« Il pensiero debole » : cette expression du philosophe italien Gianni Vattimo qui aura (presque…) fait florès -ni pensée molle ni, comme trop souvent traduite, pensée faible-, on souhaiterait l’entendre en ouverture d’écoute, première clé de la conversation enregistrée-composée par Riccardo Del Fra et Michel Graillier.
« Pensée souple » ou, mieux, « pensée ductile » : ce serait la véritable traduction. Ni faiblesse ni mollesse, là ; et de la pensée, constamment. Dans l’esprit de Vattimo, pour qui il s’agissait de « décatégoriser » le geste philosophique, de le tenir, dans la fin même de son efficience, à l’écart de la logique systématique ; dans Soft talk, et sans solution de continuité : tous deux, Riccardo Del Fra, Michel Graillier, tous deux ensemble nous disant combien le dialogue vrai est loin de la déclaration, à l’écart des logiques avérées, combien il se joue dans l’acte et, dans l’acte, est une pensée. Combien il importe de s’attacher -ou revenir à- des questions presque tenues, dans l’aujourd’hui consumériste, pour molles, ou débiles… Par exemple celle, vieille et sans doute considérée comme telle (obsolète ou ringarde selon les degrés lexicaux du Moderne), du choix des notes.
Peut-être est-ce précisément là pour eux, Michel Graillier, Riccardo Del Fra, la question essentielle. Rien ici ne se livre dans le plein. Rien ici qui prendrait le parti de la multiplication, du surajout, de cet emportement fasciné du discours conduisant, sans coup férir, à l’étouffement de la note par elle-même. Ils ne jouent, cela dit, ni l’un ni l’autre sur le peu, mais dans la pondération. Leur duo montre qu’ils appartiennent -conversation ductile- à cet ordre délicat de la voix sachant que le lyrisme, vrai, est affaire de calcul.
« La part du calcul dans la grâce » : c’est ça ; c’est de ça qu’ils nous instruisent. Moments posés. Assises du corps. Entendons-les dans leur singularité douce, concertante, l’un après l’autre offrant ce qu’il faut à la voix si proche -la voix presque double- pour sa pleine efflorescence. Jeux précis d’une entente.
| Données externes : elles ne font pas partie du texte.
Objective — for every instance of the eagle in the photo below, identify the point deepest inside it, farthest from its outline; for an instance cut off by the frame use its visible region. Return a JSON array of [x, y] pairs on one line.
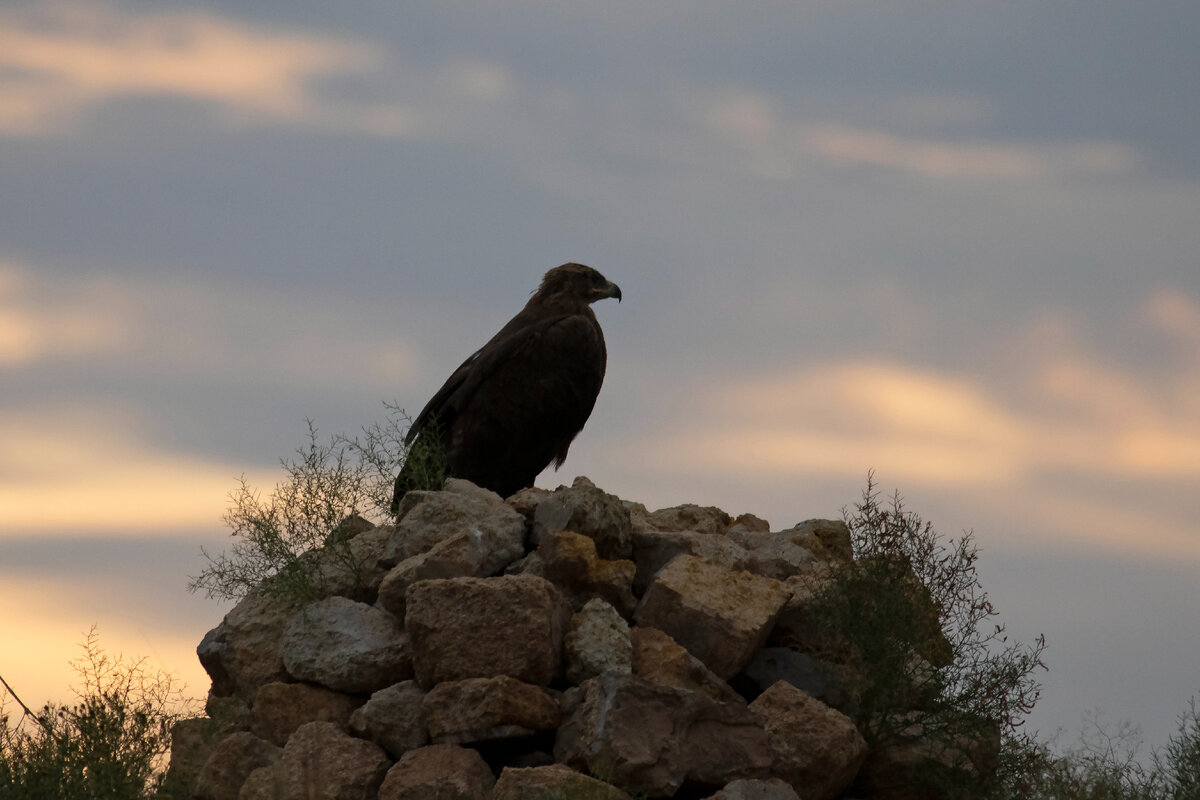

Ruses du corps pour gagner le corps de la musique. « I’m a fool to want you », lui disent-ils, l’un, l’autre, à la fin de l’échange : « Je suis stupide de te désirer. » (Débile ?) Mais non : moins inaccessible qu’il ne pourrait y paraître -il suffit, littéralement, d’y mettre les formes-, la musique s’ouvre au cœur de l’amour, prête, toute, à la douce dispute amoureuse.
Parole aimante, ici, de la musique vers deux êtres également accordés à ses pouvoirs – confins de délicatesse donnant pure couleur de réflexion.